Mon, 05/25/2020 – 15:30

Submitted by Craig Gottwals, Esq., via Benefit Revolution

COVID-19 and the resultant business and economic freeze may very well prove to be the largest global event occurring in any of our lifetimes.  The loss of lives, livelihoods, businesses and long term effects on mental health and culture are far from complete, yet already devastating.  Now, employers grapple with the most significant decision they are likely to ever make: when to come back to work and how.

Many employers will be lured into the siren song of safety above all else and succumb to a balancing act that tips heavily in favor of control and surveillance over individual liberty.  I fully understand the impetus.  Employers find themselves in a tricky Catch-22.  They must do that which is reasonable to protect the health and safety of their workers without trampling on employee privacy, health or liberty. 

As the attorneys at Ropes & Gray LLP point out, “[e]mployers looking to introduce these apps may point to their duty under the Occupational Safety and Health Act (“OSHA”) to furnish to workers ’employment and a place of employment, which are free from recognized hazards that are causing or are likely to cause death or serious physical harm.'”  But as Americans, we have far more individual liberty protection than people in the Asian countries that are months ahead of us and have already implemented sever state, local and employer controls.  For example, “China has already introduced virtual health checks, contact tracing and digital QR codes to limit the movement of people. Antibody test results could easily be integrated into this system.”

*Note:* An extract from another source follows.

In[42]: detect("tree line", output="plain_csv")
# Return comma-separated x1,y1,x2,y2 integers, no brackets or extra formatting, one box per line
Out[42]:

Beyond any employer’s legal analysis (which is undoubtedly important) the cultural differences in the United States should oblige employers to proceed with more than a modicum of caution.  We have a vast network of federal, state, local and employment laws and regulations protecting our individual liberties.  What’s more is that inherent and deep love for liberty embedded in our Constitution and our core as a people.  American was founded on the concept that liberty outweighs security.  As Benjamin Franklin wrote famously in the Pennsylvania Assembly’s 1755 reply to the Governor

Those who would give up essential Liberty, to purchase a little temporary Safety, deserve neither Liberty nor Safety.

Ropes & Gray nicely summarized these points as such:  

Because of contact-tracing apps’ intrusive nature and the laws discussed above, employer-required or employer-implemented electronic contact tracing could be viewed as overreaching. These concerns would be heightened for an employer seeking to implement a blanket requirement that all employees must install and use the app, or seeking to gather and use COVID-19 data of employees when they are off duty. As such, any employer-implemented program should be carefully designed, reviewed, and vetted. In general, consent-based approaches will be easier to implement, particularly if the consent, even if opt-out, is prominent and comprehensive notice of how the information will be used is provided. …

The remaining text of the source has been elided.